On Sunday a group of us went to the Cu Chi tunnels, outisde of Ho Chi Minh City. The tunnels were used as an underground network by the Viet Cong during the American War (what the Vietnamese people call the “Vietnam War”). The tunnels include bunkers,  barracks, hospitals, and kitchens, and were cleverly disguised. They were also surrounded by a number of nasty looking booby traps, which made me cringe. It makes me wonder how one human being can want to inflict so much pain, torture, and slow death on another human being. I mean, I know it’s war but still.  We all got a chance to walk in the tunnels, but I could barely fit through while crouching, and the walls were barely wider than my own hips. Turning around would have been a nightmare!

Me going into the Cu Chi tunnels through a more "comfortable" method.

During the afternoon we went to the War Remnants Museum, which is honestly one of the most captivating museums I have ever seen. The photos were necessarily graphic and moving, and really helped to illustrate the stories, quotations, and timelines documented in the museum. I never realized the extent to which the Americans destroyed Vietnam and it’s people during the war, and for what now seems such a senseless reason. Where Cambodia seems to still be recovering from the devastating effects of the Khmer Rouge, the Vietnamese people are all too happy to put the past behind them and start looking toward the future. Our local guide said that many Vietnamese prefer to live in the present, instead of being haunted by the war, and it seems to me that Vietnam is rebuilding itself beautifully.

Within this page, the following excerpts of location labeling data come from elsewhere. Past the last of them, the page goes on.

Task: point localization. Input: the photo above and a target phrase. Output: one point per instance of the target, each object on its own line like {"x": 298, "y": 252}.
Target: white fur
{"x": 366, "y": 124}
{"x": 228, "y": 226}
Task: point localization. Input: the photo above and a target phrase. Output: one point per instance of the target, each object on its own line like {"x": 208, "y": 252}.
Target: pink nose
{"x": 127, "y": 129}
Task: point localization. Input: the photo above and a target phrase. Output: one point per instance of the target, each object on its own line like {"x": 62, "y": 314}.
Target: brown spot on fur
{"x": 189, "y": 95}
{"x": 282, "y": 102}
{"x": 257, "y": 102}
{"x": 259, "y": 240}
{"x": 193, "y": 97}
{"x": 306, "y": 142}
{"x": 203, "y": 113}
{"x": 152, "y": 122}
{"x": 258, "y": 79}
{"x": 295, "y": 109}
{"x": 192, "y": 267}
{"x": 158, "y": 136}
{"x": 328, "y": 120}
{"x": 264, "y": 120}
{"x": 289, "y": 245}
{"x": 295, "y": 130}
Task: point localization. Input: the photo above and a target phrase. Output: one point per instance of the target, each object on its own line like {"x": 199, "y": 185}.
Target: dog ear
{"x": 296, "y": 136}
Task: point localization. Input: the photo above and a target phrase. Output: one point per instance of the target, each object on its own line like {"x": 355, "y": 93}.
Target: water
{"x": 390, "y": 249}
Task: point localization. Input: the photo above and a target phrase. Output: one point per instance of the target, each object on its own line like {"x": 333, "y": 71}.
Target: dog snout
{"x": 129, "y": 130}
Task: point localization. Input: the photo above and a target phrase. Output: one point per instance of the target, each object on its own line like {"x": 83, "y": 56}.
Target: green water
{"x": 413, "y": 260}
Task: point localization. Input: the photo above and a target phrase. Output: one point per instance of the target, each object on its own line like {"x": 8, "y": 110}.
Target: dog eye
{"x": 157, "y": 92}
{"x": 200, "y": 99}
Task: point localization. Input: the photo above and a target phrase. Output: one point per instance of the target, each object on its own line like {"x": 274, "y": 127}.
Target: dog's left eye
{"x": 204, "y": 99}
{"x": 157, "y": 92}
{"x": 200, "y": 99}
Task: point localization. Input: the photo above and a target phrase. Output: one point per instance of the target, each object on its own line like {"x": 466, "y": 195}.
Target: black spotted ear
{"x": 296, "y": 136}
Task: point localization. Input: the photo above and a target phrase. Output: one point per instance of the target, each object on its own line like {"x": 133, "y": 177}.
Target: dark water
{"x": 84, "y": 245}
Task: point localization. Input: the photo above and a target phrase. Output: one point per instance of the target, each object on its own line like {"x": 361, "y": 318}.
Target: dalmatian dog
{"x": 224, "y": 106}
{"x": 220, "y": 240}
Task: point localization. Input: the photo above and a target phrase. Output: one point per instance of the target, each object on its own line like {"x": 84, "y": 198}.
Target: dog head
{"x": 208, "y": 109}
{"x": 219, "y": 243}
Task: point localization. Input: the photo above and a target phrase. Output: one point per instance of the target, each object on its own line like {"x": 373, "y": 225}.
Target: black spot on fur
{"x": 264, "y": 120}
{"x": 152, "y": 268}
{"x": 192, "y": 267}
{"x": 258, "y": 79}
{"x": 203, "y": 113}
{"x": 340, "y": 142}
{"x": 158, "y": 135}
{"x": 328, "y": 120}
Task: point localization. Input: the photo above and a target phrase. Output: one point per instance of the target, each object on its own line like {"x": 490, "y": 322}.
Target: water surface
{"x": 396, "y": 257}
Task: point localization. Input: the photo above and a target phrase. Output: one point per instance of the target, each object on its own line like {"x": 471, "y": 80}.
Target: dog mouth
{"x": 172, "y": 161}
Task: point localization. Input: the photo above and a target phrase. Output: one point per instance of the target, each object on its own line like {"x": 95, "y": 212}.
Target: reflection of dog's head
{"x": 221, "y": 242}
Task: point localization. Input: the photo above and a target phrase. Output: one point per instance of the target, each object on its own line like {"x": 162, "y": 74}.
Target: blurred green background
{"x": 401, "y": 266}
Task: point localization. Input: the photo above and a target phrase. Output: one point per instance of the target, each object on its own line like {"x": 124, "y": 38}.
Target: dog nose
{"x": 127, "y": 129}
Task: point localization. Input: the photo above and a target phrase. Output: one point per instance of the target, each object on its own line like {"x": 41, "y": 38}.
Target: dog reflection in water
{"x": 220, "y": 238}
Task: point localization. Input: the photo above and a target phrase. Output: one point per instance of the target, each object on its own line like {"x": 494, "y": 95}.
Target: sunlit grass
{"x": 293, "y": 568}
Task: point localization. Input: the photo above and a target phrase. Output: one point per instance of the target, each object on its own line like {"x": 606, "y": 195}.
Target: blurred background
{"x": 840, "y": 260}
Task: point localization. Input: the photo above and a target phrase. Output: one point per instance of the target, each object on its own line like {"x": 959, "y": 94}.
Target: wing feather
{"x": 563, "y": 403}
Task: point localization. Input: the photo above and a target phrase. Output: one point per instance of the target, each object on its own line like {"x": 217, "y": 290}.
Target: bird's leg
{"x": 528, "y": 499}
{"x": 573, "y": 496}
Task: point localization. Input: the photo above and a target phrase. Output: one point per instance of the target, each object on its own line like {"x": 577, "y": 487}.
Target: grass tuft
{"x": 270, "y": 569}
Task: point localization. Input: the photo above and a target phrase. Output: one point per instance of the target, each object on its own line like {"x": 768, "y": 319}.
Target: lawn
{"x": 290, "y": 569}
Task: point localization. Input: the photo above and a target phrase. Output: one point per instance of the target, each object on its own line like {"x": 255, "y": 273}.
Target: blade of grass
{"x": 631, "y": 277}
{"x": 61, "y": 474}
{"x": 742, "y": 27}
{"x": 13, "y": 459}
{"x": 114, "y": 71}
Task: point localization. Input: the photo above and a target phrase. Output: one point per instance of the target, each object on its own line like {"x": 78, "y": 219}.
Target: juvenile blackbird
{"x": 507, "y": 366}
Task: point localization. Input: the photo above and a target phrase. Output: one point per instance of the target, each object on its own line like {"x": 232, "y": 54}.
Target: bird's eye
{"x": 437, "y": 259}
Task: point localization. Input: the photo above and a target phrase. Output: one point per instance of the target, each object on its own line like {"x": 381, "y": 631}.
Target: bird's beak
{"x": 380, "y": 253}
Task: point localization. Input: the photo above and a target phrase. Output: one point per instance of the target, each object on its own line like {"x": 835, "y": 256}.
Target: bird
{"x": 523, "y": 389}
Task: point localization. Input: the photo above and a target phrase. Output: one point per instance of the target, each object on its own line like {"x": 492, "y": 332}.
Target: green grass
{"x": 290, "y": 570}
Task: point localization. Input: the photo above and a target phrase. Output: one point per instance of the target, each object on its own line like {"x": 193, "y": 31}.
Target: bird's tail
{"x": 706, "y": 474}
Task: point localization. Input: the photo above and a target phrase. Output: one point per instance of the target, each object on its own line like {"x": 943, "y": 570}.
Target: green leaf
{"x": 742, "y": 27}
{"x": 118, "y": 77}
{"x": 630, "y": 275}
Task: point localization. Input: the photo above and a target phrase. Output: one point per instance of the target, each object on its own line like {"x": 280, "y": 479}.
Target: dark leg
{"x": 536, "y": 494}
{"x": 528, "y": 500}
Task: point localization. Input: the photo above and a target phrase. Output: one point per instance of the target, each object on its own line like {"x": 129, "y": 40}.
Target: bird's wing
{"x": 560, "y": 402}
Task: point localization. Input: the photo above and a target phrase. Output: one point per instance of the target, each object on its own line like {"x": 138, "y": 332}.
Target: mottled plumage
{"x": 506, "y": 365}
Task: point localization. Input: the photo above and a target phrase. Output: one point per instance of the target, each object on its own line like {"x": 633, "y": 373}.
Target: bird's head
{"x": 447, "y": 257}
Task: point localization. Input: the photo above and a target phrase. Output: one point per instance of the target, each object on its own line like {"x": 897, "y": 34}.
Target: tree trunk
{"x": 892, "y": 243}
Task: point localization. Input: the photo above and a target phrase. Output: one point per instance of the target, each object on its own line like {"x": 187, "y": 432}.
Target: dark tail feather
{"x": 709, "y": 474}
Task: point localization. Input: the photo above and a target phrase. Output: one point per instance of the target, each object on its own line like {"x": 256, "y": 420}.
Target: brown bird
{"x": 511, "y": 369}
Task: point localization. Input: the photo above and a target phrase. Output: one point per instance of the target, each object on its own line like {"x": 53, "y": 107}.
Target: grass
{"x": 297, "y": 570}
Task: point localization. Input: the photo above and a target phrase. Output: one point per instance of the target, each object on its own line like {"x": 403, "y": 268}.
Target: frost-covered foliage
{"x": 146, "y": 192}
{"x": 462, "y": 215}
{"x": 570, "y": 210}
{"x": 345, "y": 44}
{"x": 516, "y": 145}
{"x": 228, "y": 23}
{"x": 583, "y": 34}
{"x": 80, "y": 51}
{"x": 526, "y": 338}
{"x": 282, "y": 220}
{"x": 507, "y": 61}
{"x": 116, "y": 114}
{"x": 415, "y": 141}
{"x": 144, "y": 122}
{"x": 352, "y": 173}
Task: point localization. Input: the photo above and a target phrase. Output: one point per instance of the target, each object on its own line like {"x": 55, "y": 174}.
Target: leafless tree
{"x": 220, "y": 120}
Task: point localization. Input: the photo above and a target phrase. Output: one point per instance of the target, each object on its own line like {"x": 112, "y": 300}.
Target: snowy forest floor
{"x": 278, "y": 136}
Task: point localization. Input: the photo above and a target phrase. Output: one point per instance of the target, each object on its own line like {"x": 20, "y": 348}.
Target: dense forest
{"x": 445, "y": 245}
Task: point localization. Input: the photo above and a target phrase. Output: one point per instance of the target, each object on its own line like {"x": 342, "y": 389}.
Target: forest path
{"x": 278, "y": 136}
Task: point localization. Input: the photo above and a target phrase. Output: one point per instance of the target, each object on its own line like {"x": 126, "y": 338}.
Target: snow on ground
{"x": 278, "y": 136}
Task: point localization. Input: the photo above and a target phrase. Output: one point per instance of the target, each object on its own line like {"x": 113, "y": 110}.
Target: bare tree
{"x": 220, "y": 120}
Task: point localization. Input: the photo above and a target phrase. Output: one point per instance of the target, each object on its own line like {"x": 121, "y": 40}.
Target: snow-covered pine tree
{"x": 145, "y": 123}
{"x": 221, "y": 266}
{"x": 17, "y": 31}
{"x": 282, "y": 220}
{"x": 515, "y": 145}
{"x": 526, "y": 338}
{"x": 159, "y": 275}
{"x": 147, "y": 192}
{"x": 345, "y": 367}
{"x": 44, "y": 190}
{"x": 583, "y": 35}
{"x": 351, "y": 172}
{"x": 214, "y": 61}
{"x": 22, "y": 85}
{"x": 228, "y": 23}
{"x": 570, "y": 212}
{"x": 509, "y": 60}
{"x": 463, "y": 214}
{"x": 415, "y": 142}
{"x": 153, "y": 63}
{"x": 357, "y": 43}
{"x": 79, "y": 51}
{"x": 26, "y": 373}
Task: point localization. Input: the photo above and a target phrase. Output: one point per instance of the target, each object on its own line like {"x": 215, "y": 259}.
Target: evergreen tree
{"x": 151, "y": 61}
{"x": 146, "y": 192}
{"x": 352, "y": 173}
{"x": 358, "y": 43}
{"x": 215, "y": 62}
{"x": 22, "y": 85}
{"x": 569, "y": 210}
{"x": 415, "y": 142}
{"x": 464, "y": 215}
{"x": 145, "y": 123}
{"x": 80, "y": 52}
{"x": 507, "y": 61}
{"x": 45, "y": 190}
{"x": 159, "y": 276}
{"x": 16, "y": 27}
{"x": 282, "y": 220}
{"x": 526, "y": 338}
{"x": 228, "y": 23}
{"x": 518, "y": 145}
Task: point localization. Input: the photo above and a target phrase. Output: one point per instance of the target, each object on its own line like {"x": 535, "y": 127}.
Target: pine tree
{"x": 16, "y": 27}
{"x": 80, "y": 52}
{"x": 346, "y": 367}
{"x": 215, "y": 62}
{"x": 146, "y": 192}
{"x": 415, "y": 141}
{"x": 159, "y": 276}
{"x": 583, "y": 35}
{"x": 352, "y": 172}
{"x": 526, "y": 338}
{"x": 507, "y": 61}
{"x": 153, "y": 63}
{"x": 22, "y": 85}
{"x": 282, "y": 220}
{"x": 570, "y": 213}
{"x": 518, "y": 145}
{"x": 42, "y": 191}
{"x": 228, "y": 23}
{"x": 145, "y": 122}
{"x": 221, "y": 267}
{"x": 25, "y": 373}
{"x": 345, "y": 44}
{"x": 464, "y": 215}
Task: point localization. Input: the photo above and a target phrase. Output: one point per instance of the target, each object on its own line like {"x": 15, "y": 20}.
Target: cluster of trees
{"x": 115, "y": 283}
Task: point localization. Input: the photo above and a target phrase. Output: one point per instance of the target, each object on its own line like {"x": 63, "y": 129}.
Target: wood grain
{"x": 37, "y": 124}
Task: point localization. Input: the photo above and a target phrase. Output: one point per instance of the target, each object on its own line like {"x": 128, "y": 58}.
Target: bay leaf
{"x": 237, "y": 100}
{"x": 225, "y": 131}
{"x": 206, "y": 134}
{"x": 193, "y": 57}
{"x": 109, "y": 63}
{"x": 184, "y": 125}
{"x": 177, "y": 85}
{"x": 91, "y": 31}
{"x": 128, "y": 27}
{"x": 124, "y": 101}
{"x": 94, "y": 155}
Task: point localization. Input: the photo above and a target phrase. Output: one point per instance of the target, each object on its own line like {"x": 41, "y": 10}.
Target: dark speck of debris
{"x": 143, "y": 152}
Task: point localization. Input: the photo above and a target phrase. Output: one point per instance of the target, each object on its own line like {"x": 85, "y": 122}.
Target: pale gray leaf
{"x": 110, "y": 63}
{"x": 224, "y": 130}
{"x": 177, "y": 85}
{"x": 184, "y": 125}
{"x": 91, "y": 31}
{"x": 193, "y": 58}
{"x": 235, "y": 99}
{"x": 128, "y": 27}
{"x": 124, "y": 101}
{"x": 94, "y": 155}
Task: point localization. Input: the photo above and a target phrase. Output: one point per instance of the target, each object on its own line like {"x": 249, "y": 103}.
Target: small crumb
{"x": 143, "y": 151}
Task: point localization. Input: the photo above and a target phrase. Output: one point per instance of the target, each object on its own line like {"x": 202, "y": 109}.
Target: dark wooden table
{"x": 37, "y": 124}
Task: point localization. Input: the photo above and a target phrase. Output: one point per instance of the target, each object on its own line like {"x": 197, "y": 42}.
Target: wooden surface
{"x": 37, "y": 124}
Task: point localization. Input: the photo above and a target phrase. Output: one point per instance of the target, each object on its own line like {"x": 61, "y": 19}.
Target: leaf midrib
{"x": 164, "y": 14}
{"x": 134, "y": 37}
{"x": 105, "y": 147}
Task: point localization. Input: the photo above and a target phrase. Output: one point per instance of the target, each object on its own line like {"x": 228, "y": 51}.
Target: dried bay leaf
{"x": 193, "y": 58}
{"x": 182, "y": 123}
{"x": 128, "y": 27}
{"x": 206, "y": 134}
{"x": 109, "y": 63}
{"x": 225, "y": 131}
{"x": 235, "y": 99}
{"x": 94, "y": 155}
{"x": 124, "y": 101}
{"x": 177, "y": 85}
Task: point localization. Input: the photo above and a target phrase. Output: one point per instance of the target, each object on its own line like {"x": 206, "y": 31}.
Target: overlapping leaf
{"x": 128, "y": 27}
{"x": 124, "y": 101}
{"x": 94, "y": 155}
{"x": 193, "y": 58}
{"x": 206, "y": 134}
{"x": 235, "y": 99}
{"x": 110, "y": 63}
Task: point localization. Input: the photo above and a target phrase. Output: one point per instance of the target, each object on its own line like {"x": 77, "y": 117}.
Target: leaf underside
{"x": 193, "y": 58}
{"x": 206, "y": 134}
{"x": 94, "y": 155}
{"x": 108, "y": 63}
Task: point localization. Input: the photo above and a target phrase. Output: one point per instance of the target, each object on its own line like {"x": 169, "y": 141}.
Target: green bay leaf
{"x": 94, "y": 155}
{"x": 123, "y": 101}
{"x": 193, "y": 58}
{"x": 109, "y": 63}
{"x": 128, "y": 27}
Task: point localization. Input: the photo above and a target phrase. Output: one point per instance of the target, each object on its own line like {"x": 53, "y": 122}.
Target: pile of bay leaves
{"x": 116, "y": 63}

On Sunday evening we met our new, Vietnamese tour leader, Dat. It seems that the tour we are on is a combination of smaller, one-country tours, so we have a new leader for each leg. We also said goodbye to five members of our Cambodian leg, and pciked up tow more, sisters from Australia. We had a welcome dinner in the market, which was some of the best bbq ribs I have ever had.

Traditional Vietnamese "conical hats"! That's me on the right, by the way 🙂

Monday morning brought a new and unexpected twist: our private bus was huge! After being squished and cramped in a small, non-air conditioned bus in Cambodia, we were all overjoyed at the sight of leg room and circulating air! We drove to the mouth of the Mekong Delta, where we boarded a boat to take us to our homestay.

After the homestay in Cambodia, we were all apprehensive of our accommodation, but again, Vietnam did not disappoint! We were greeted by our own cots with mosquito nets, tables and chairs, hammocks, a cooler full of drinks, toilets, showers, electricity, and fantastic hospitality from our local family! Dinner was delicious, all fresh and prepared and served by the family, and then they treated us to  some traditional south Vietnam music and singing! IT was one of the best nights so far, in my opinion, because all of us had a chance to relax, chat, play games, and connect with locals.

Along the Mekong River

On Tuesday we awoke well rested and well fed, to a western breakfast before boarding our boat to go back to Ho Chi Minh. We had free time to explore the city before our night train to Nha Trang, but it was raining so we opted to visit Reunification Palace.To be honest, it was pretty boring, but every trip to Ho Chi MinhCity must include a visit to the famous gates which were crashed through by a tank during the War, so we went.